Claudia Jung, MdL - familienpolitische Sprecherin der Bayerischen FREIE WÄHLER Landtagsfraktion
Liebe Leser,

am Montag fand im Deutschen Bundestag eine gemeinsame Anhörung des Familienausschusses sowie des Ausschusses für Arbeit und Soziales zum Thema Entgeltgleichheit von Frauen und Männern statt.

Hintergrund: Der Unterschied in der Entlohnung von Frauen und Männern beträgt nach Angaben des Statistischen Bundesamtes in Deutschland 23 Prozent - beziehungsweise acht Prozent, wenn nur Männer und Frauen auf vergleichbaren Positionen einander gegenübergestellt werden.

In dem Gesetzentwurf der SPD heisst es, „um dem Gebot der Entgeltgleichheit zur tatsächlichen Durchsetzung zu verhelfen, ist es notwendig, dass der Gesetzgeber den strukturellen Defiziten des geltenden Rechts abhilft und einen verbindlichen Rahmen für die Prüfung und Beseitigung von Entgeltdiskriminierung seitens der entgeltpolitisch verantwortlichen Akteure schafft.“

Auch wenn gerade die Bewertung der Arbeit, Kernbestandteil der Tarifautonomie darstellt, gilt es Regelungen zu vermeiden, die im rechtlichen Sinne zwar nicht diskriminieren, aber die Lohnungleichheit zementieren! Warum gerade der Aufstieg in eine höhere Entgeltgruppe dadurch verzögert wird, dass Mütter ihre Elternzeit in Anspruch nehmen, ist mir unverständlich.

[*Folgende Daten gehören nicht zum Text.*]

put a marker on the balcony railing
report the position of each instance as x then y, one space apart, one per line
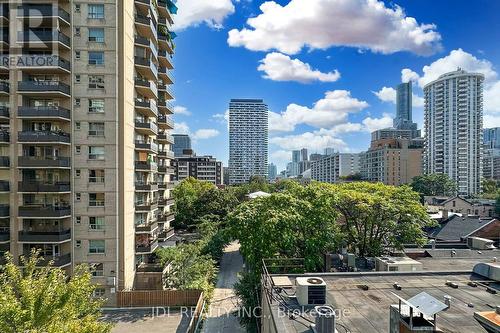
34 186
43 86
43 36
44 236
33 10
4 210
31 211
4 112
44 161
43 112
58 261
43 136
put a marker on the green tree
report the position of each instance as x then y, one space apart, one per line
44 300
376 216
436 184
189 268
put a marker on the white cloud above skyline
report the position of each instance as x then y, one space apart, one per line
280 67
321 24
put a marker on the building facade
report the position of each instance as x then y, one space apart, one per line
392 161
331 168
248 140
204 168
181 142
86 148
453 117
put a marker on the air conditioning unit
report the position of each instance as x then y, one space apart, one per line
310 290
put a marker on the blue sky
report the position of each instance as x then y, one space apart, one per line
322 65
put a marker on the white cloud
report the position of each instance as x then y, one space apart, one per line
280 67
181 128
387 94
181 110
205 133
333 109
408 75
450 63
196 12
309 140
373 124
320 24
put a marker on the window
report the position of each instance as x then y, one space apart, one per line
96 176
96 223
96 35
96 153
96 81
97 269
96 246
96 11
96 129
99 292
96 105
96 199
96 58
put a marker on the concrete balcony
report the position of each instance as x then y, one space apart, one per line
146 128
4 88
43 11
147 108
149 248
4 161
4 211
4 186
40 187
35 162
56 236
44 88
145 187
43 137
146 88
44 112
57 261
142 206
38 38
146 68
165 122
165 107
145 146
4 112
40 211
147 228
146 166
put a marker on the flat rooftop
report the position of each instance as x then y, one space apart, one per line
142 320
368 311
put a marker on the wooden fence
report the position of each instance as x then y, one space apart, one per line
149 298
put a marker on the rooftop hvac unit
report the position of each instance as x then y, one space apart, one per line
325 319
310 291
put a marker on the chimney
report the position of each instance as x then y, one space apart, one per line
325 319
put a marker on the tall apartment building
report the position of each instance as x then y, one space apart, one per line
181 142
204 168
331 168
85 143
453 116
392 161
248 140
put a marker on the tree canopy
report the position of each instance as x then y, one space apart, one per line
436 184
44 300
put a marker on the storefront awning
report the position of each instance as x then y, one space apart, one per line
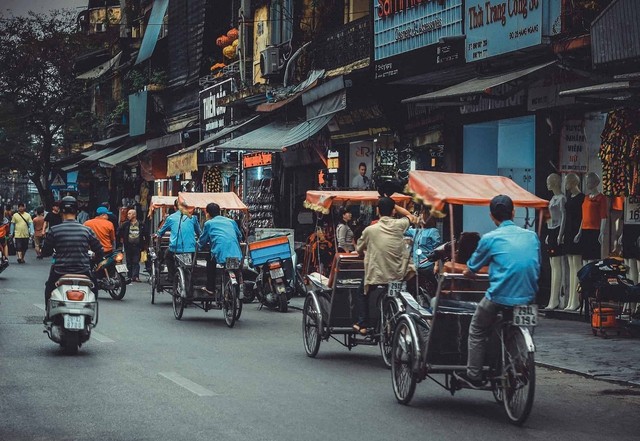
276 135
151 34
124 155
475 86
100 70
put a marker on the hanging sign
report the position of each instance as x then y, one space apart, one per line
632 210
256 159
573 147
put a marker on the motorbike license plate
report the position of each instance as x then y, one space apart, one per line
526 315
121 268
73 321
276 273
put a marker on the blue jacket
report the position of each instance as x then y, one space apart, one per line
224 236
513 256
184 230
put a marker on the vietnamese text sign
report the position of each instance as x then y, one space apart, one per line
496 27
573 147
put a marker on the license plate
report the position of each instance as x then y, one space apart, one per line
73 321
276 273
526 315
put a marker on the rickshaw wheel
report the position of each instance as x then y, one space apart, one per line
387 325
403 355
179 289
519 378
311 335
230 303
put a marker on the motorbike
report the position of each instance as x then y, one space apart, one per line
72 311
271 286
112 275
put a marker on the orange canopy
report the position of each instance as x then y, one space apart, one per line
321 200
438 188
227 200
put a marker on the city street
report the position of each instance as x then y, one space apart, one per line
146 376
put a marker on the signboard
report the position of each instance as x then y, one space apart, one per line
573 147
404 31
496 27
212 115
256 159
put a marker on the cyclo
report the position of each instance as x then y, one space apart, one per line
329 307
190 275
428 342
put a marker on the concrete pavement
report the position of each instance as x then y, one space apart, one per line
570 346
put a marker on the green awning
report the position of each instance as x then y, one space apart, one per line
152 32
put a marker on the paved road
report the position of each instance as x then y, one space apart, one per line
146 376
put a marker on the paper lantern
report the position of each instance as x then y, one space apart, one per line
233 34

Lohn-Ungleichheit bedeutet auch eine geringere Rente für Frauen und kann deshalb auch als eine der Hauptursachen für die ständig steigende Altersarmut bei Frauen angesehen werden. Politik und Tarifpartner sind gleichermaßen aufgefordert, diese Lohnlücke zwischen Männern und Frauen zu schließen und es nicht nur bei Lippenbekenntnissen und Sonntagsreden zu belassen.

Diese Benachteiligungen müssen wir verhindern - durch mehr Familienfreundlichkeit, eine bessere Bewertung von Frauentätigkeiten, den Ausbau der Kinderbetreuung und das Angebot von Ganztagsschulen.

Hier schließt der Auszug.